È da tempo che ho intenzione di scrivere sulla misericordia e, per l’appunto, un piccolo post sulla questione. La ragione di questa urgenza, comunque riportata, è l’estrema frequenza con la quale nelle omelie, nelle conversazioni e nei media, si parla – justamente e a proposito – di misericordia come di una caratteristica identitaria e sorgiva del cristianesimo. Ero a Roma per l’incontro di Comunione e Liberazione col papa Francesco ed avevo appena finito di scrivere questo piccolo testo: in francese, allo scopo di concepirlo più facilmente con una visione internazionale e non solamente italocentrica. Ritornando a Bruxelles, ho appreso con stupore ammirativo – come del resto tutti – la decisione dell’Anno della Misericordia nel 2016. Ho riletto il mio testo per verificarne almeno l’opportunità… Eccolo.
Naturalmente non sono un teologo che pretene gerarchizzare e convalidare i contenuti del cristianesimo: sono solo un piccolo imprenditore. Rivendico solamente il buon senso e la logica formale che scaturiscono dal Magistero e dalla grande Tradizione della Chiesa. Questi si rivelano, devono rivelarsi, anche in un comune fedele come me che cerca di seguire gli insegnamenti evangelici e del potere pietrino.
Innanzitutto la misericordia è una virtù comportamentale derivata e non primaria. Essa non fa propriamente parte delle tre virtù teologali che il catechismo presenta sotto le denominazioni di Fede, Speranza e Carità. Queste sono fondanti e capitali. La misericordia è così un attitudine conseguente della radicalità di credere nell’Assoluto del Logos, di aspettarsi la Provvidenza generosa e immancabile, e di praticare la Fraternità divina secondo la Legge dell’Amore. La religiosità cristocentrica ricorda come esempio supremo della misericordia quello di Gesù morente nell’innocenza sulla croce che perdona i Suoi nemici. È la perfetta radicalitàdella Sua fede nel Suo Padre e nella Trinità che produceva et produce sempre, per conséguenza, la Sua infinita misericordia! Trovo invece che il significato piuttosto corrente di misericordia, quella di cui si parla così frequentemente, si apparenta più a un generico atteggiamento, benevolente o dubbiosamente indulgente che non scaturisce dal rigore supremo, trascendente e irriducibile dell’Amore di Dio.

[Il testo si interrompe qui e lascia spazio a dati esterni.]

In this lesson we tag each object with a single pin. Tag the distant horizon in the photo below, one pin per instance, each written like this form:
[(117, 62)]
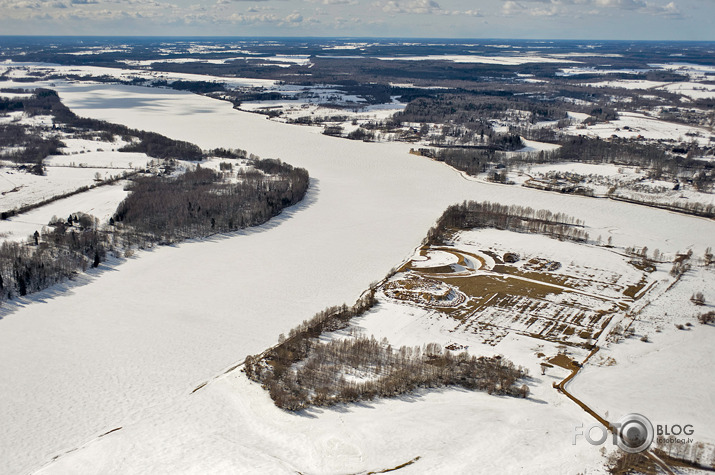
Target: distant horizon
[(414, 38), (600, 20)]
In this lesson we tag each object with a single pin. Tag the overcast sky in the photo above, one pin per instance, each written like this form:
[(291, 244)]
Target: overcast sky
[(551, 19)]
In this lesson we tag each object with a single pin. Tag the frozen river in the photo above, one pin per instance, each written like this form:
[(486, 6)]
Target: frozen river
[(137, 337)]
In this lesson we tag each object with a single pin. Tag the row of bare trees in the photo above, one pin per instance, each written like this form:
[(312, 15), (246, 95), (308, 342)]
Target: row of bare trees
[(199, 202), (376, 369), (472, 214)]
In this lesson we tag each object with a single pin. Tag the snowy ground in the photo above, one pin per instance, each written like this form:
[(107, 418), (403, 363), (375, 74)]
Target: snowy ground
[(127, 347), (100, 202), (631, 125)]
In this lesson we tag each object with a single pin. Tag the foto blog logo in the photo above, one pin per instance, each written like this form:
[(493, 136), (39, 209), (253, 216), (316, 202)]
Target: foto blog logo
[(633, 433)]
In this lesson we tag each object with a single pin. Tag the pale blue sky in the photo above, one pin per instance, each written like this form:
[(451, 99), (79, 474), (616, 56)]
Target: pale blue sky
[(569, 19)]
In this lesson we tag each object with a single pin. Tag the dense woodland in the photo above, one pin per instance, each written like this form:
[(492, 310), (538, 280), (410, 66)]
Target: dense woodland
[(58, 253), (302, 371), (199, 202)]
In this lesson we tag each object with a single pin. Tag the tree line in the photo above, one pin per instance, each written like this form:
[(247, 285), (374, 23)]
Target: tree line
[(200, 202), (472, 215), (320, 379)]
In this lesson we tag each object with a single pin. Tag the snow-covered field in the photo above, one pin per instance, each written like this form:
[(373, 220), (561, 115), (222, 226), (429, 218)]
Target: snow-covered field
[(631, 125), (128, 346), (100, 202)]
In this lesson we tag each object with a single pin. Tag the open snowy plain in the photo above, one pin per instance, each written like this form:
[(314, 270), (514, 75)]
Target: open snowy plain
[(127, 346)]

La radicalità totalizzante della religiosità è dunque la sorgente – e non altro – della buona pratica cristiana della misericordia.
Misericordia non vuol dire, in effetti, essere accomodanti o diventare decorosi, per non dire piacevoli. O anche diventare opportuni, compiacenti e gentili. In italiano la parola“buonismo” identifica tutto ciò che non rientra nella misericordia. Parola, questa, che ha conservato esclusivamente – in generale – un’accezione religiosa, vale a dire globale (dal latino religare, collegare la totalità, tutta la totalità ad ogni realtà). È da qui che si può diventare davvero misericordiosi nel sostanziale senso cristiano. È a partire da un rigore e una radicalità verso la Verità, rispetto all’illimitato assoluto di Dio, che nasce la misericordia. Altrimenti si opera una cosidetta mediazione e non un perdono creaturale che implica sempre il rifugiarsi, anzitutto, sotto le comuni ali del Creatore…
Abitualmente, invece, si procede a un doppio compromesso, attenuando sia la Verità che l’attitudine “buonista” della cosidetta tolleranza. Per essere davvero misericordiosi, bisogna piuttosto aumentare l’intransigenza nella propria sottomissione alla volontà divina, da cui scaturisce la forza, apparentemente “assurda e inaudita”, del perdono dei propri nemici, come insegnato da Gesù.
La radice di questo frequente errore risiede in una pratica superficiale e molto diffusa nella concezione della mediazione stessa, secondo la quale si giunge ad una sorta di “fifty-fifty”. La vera mediazione, invece, ha sempre come cosciente, se non esplicito riferimento la polarità di principio che deve restare sistematicamente chiara, da dove la mediazione (il perdono) parte e deve partire. Prima di perdonare i Suoi nemici (compresi i Suoi apostoli), Gesù aveva a lungo spiegato le modalità – durante i tre anni evangelici – in un ignobile processo dove si era anche difeso razionalmente!
È in questo modo che possiamo davvero essere misericordiosi e non opportunisti. Soprattutto in un’epoca in cui i cristiani sono perseguitati nel mondo e nel nostro Occidente dal nichilismo relativista e ateista.